Question: My best friend recently told me she has feelings for me. Not only that, she then proceeds to say that she’s in love with me! When she first told me, I told her that I don't feel that way back. I recently broke up with my girlfriend so I’m assuming she thought it would be a great opportunity to let me know how she feels. Unfortunately, I just don't like her like that and don't want to ruin our friendship. Even though I don't feel the same way about her, I do value our friendship a lot. I still want to be friends with her (we've known each other for over 15 years) but I feel like things are so awkward between us now. Is there a way I can repair our friendship without leading her on? (Irvine, CA)
Social Shrink: What an awkward situation! That is what’s tricky when you are close friends with the opposite sex. You have to give her credit for waiting until you broke up with your ex to tell you. Remember how Julia Roberts told her best friend in "My Best Friend's Wedding" she loved him the day of his wedding? That couldn't have been worse timing and all this drama ensued. Although she poured her heart out to you and you didn't reciprocate those feelings, it doesn’t mean that your friendship can’t be repaired if the two of you work on it.
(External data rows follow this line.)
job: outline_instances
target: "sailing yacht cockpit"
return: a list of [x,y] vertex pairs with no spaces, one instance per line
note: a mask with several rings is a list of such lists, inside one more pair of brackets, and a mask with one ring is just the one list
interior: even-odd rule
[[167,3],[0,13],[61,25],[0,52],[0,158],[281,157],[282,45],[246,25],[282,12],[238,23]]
First things first: don’t brush off her feelings towards you as if you’re disgusted. Acknowledge her feelings and let her know that your friendship means too much to you to risk a relationship. What if you two were to break up? She should understand this scenario as it’s always hard to remain close friends after a break up. Tell her that you love her – as a friend – and that you are so glad she felt comfortable enough to tell her how she feels.
Now that you set the record straight about how you feel, don’t expect things to go back right to how they were before. Though it will take a while to get your friendship back to how it was, it can be done if you do a comfortable and timely transition back. Try just chatting with her online or on the phone for a while before hanging out with her in person. This way, the comfort level can be based strictly on your conversation before meeting face-to-face. After awhile when you feel like you two are at a good place, try meeting up with her for lunch or events that are not “date-like” (i.e. avoid movies, dinners, etc. where she may be reminded of being a couple). To summarize – you may feel awkward at first, but don’t avoid her! That will ruin your friendship.
Things between you two are awkward for now, but it doesn't always have to be that way. Just make sure you are respectful towards her when you guys are out at bars/clubs and not making out with other girls in front of her until she is okay with you being in a relationship. Keep her in the loop when you’re talking to other girls and ask her opinion. Make her feel like she’s still valued as a friend. Reassure her that you care for her as a friend – the more you remind her that you two are friends, the more the boundary will be clear to her.
Hope this helps. What do others think, has anyone been in this situation?